“Are you making fun of the way I talk?”
“I do not make fun.”
“Then why say my words like that?”
Geden turned and I saw with surprise that he was hurt. “It is unusual for me to meet native English-speakers, especially Americans. Forgive me for finding the way that you speak novel.” He took one hand from the wheel and extended it toward me. “I will not insult you. Will you treat me with the same respect?”
I took his hand. “Of course.”
“You say it as if it is automatic, but it is not,” Geden said, still holding my hand with his right as he curved the wheel with his left. “I respect you.”
“I respect you.”
“Thank you.” Geden dropped my hand as easily as he had taken it.
We drove through shopping areas interpolated by stretches of farmland specked with horses and cows and a few sheep. Long low houses with thatched roofs. Exurban Denmark, a new landscape. Big-box stores or what I assumed were big-box stores, massive rectangles of black glass and smooth white cement at the center of vast parking lots. People hauled uncooperative children out of cars.
The silence in the truck hung heavy.
“I don’t know anything about you,” I said to make it real. What we were doing. “But you know so much about me.”
Geden laughed. “I have only observed. I am used to learning about people, about strangers, by watching. The habit of a friendless man.” He smiled, bare, reticent, concerned.
“And what have you observed?”
“You are a young woman in the care of one older man and currently in the vehicle of another. Both men are foreign to you.

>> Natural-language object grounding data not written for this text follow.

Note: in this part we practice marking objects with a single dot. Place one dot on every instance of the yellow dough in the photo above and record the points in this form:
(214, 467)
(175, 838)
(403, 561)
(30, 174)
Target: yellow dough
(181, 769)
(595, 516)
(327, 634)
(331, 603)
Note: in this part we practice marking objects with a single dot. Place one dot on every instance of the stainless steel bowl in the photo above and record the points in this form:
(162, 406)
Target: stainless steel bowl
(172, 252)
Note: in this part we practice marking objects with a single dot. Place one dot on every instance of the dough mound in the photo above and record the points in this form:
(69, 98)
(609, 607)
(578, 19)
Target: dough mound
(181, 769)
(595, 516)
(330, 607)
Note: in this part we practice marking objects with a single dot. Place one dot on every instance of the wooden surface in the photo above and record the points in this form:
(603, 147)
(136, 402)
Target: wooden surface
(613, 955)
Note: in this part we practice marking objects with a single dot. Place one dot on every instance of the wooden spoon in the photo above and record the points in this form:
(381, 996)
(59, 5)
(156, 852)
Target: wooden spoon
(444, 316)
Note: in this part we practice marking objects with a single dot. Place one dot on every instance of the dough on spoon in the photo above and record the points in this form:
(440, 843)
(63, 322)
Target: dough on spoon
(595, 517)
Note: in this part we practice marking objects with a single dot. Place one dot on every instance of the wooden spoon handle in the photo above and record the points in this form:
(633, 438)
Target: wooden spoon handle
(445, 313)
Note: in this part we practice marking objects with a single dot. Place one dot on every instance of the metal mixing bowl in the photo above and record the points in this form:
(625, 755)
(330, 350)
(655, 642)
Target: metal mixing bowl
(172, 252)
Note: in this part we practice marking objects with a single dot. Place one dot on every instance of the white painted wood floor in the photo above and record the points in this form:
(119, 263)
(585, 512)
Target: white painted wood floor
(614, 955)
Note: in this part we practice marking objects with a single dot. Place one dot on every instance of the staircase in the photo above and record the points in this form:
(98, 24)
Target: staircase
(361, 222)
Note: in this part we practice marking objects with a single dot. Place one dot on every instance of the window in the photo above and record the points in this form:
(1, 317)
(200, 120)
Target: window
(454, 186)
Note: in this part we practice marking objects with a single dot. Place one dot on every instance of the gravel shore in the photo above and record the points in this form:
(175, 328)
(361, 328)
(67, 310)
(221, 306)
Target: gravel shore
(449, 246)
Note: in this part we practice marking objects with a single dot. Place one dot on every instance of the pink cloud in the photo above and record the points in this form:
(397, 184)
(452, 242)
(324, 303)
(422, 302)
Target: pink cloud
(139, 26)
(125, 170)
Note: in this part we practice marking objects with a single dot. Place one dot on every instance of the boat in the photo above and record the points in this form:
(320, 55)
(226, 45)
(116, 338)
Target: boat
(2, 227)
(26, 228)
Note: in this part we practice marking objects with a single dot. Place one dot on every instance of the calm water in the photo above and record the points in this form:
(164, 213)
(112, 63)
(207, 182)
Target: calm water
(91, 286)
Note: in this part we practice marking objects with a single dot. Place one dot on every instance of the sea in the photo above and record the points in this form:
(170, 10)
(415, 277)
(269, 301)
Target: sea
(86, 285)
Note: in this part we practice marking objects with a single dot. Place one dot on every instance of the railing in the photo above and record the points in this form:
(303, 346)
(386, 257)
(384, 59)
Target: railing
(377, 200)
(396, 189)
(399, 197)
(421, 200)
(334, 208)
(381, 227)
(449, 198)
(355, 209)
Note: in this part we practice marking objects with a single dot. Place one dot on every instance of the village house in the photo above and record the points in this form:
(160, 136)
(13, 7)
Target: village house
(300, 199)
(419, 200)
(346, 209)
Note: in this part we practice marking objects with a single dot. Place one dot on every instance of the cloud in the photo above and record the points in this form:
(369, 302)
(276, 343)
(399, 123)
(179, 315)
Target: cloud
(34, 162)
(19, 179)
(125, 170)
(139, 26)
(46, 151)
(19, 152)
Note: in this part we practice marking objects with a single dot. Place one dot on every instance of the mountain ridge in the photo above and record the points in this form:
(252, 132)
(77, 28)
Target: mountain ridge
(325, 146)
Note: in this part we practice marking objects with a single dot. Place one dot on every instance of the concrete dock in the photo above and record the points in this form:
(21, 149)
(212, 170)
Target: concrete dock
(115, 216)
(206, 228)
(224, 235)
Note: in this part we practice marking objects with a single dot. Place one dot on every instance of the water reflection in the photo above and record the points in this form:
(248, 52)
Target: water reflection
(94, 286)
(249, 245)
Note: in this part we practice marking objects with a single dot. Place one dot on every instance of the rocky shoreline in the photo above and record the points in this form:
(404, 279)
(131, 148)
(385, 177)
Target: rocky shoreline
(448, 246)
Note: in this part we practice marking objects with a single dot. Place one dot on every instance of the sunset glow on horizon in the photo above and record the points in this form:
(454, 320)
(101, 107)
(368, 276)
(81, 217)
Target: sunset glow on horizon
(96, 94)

Recent acquaintances.”
I crossed my arms at the elbow and let my hands flop in my lap. “So?”
He spoke softly. “You are a young girl, and you live with a grown man who speaks a language you do not. You live with him in his country.”
“I am not a young girl,” I said. “I am a woman.”
“Fair enough.” He leaned back into his seat. “What do you wish to know about me?”
I straightened, trying to catch my breath. “What do you do for a living?” He looked at me oddly. “I mean, what is your job?”
“I am a skovrider. The word translates to ‘forest rider.’ A bit like Oliver Mellors, you might say, although I care for the trees rather than for game.” He gave a naughty little grin.
“I don’t know who that is.”
“He’s an imaginary man from a long-ago book.” Geden wiped the space between us. “I am employed by the municipality. I keep track of the forest. I monitor the growth of plants as well as the populations of deer, birds, and other animals.”
“Are you from Farsø?”
He shook his head. “I’ve lived here a long while.”
“How long?”
“Since I came from Bosnia when I was thirteen years old.”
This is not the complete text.